The Senate Education Committee met at 3 p.m., advancing seven House bills.
House bill 4737 seeks to clarify student eligibility for state-sponsored financial aid and requires the vice chancellor for administration to report on it. This bill would primarily apply to students who are raised by a grandparent or other family member rather than their parents and do not have access to the forms required to complete a FASFA to receive financial aid. The bill would waive the requirement for the completion of the FASFA in order to receive financial aid from the state under specific conditions.
Matt Turner, the vice chancellor of administration for the Higher Education Policy Commission, answered questions from the committee.

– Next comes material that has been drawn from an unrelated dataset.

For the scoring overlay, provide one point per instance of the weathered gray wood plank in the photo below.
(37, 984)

He explained the bill allows for consultation with secondary schools in order to arrange the waiver.
“Currently, institutions can waive certain requirements for FASFA, but we can’t waive FASFA and provide state-level without this,” he said.

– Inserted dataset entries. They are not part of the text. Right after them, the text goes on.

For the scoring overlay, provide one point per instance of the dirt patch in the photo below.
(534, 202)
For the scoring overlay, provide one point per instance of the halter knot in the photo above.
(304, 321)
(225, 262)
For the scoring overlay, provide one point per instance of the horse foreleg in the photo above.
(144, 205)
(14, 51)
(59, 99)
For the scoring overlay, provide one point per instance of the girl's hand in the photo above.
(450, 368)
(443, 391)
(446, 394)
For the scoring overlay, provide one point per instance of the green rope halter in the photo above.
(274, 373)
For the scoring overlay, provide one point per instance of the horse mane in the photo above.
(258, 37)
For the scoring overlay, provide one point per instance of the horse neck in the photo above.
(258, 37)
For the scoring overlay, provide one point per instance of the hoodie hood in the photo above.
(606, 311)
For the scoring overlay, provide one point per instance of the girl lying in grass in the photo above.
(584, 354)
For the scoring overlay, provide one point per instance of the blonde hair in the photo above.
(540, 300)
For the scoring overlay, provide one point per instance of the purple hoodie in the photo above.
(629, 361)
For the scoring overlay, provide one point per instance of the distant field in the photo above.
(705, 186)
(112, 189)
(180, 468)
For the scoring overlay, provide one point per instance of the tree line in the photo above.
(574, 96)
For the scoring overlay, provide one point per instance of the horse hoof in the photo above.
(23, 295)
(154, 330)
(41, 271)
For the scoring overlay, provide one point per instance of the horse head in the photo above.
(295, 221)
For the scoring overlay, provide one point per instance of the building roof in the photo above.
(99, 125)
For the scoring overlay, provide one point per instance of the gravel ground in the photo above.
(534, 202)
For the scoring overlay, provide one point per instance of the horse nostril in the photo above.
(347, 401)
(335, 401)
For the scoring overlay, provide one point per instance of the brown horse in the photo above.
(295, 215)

The bill was advanced to the full Senate.
House bill 4069 creates the West Virginia Student Religious Liberties Act. This bill seeks to protect a student’s right to express their religion without discrimination. The bill seeks to protect the right to express religious affiliation through posters, artwork and the creation of prayer groups. The bill would require all outlets for religious expression and the creation of clubs or groups follow the same guidelines as secular school groups.
Senator Mike Romano, D-Harrison, asked counsel if the bill unintentionally makes students able to cite religion as a means to override rules and regulations of schools. Counsel answered that the language of the bill prevents this and requires school regulations be followed.
House bill 4497 creates the Alex Miller Law. The bill is named after Roane County High School senior Alex Miller, a football player who passed away after collapsing at a football game. The bill requires defibrillators and a qualified defibrillator operator to be present at all secondary school athletic events.
The Senate convened an evening floor session to receive committee reports and read bills a first time.
The Senate has adjourned until tomorrow at 10 a.m.